Random System Failure, very odd please advise

teryglenn1

Distinguished
Jun 27, 2006
4
0
18,510
Hey guys i have a box running cent OS 3.7 linux here are the specs.

Pentium III 550mhz
512 RAM
intel 440bx mobo
Dlink ethernet 10/100

here is the problem randomly usually over a period of a few days i'll come to log into the system and notice the power LED still on however the screen is black and i cannot SSH or do anything but hold the power button to restart it. I know linux is a very stable OS so i am having a hard time believing that its a software issue. I am more inclined to say its hardware related however i have not been able to track it down. I have disabled most of the power management features i am aware of becuase at first i thought that was the issue.

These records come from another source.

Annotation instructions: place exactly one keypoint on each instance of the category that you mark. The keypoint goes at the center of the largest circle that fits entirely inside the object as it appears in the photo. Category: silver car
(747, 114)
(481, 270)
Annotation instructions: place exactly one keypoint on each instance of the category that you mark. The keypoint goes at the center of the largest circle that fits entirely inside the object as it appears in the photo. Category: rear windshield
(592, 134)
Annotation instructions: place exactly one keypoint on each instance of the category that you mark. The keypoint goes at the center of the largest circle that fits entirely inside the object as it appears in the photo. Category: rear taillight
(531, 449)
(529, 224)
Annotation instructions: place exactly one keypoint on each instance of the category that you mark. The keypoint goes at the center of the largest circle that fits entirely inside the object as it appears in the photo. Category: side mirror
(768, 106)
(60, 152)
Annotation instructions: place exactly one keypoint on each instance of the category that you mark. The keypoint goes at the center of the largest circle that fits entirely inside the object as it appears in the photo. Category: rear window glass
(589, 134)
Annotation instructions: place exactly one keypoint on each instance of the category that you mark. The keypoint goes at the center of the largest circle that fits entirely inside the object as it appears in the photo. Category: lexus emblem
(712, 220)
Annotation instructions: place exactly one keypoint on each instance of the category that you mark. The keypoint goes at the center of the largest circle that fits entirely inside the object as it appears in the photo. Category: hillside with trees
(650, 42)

Anyways, any help would be much appreciated thank you.
 
It is very hard to isolate problems that happen infrequently.
You can test the power supply or look up the voltages in the Bios or use a Linux program to do it.
I would not advise you to spend much on such an old machine.
 

bmouring

Distinguished
May 6, 2006
1,215
0
19,360
The next time it has this problem I'd suggest looking at the system log to see if you can figure anything out from that (it's lead me to a failing USB controller locking the PCI bus and crashing my system before). Here's the rundown:

After the next freeze,

Reboot

At Grub screen (assuming you use the cent default), hit 'e' to edit the boot parameters (you might need to hit some key to bypass the automatic boot, read the message provided)

Highlight the line that starts with "kernel"and append a "single" to the end of it, hit enter

Back at the grub entry area, hit 'b' to boot the system. It will continue booting without the fancy splash screen and stop at a "sh#" prompt before the system log daemon starts.

Review the tail end of the system messages "tail /var/log/messages" or you may increase the number of lines produced by using "tail -n N /var/log/messages" to show N lines. If it is too much to look at on one screen, you may pipe the output to "less" ("tail -n N /var/log/messages|less") or scroll back up manually (shift+pgup/pgdn)

Post anything that looks suspect or outright errors (or, if you want to fix it yourself, try googling around with those error messages)

If you don't see anything strange here, then something goes wrong and goes wrong quickly, could be one of only a few major components (processor, power supply, memory, possibly a card locking the PCI bus but that's not likely since it will usually complain to the system messages even after locking the bus)

Good luck
 

linux_0

Splendid
Great advice from bmouring as always :)

I would suggest running memtest86 or memtest86+ overnight ( 8 - 12 hours ).

Based on the age of the system I would say the RAM, motherboard and PSU are the prime suspects not necessarily in that order.

It may also be an overheating problem, several of your fans may be bad.

Please see the memtest howto below:

http://forumz.tomshardware.com/software/memtest86-ISO-burning-HOWTO-ftopict230767.html

You can find memtest86+ at:

http://www.memtest.org/


GL :-D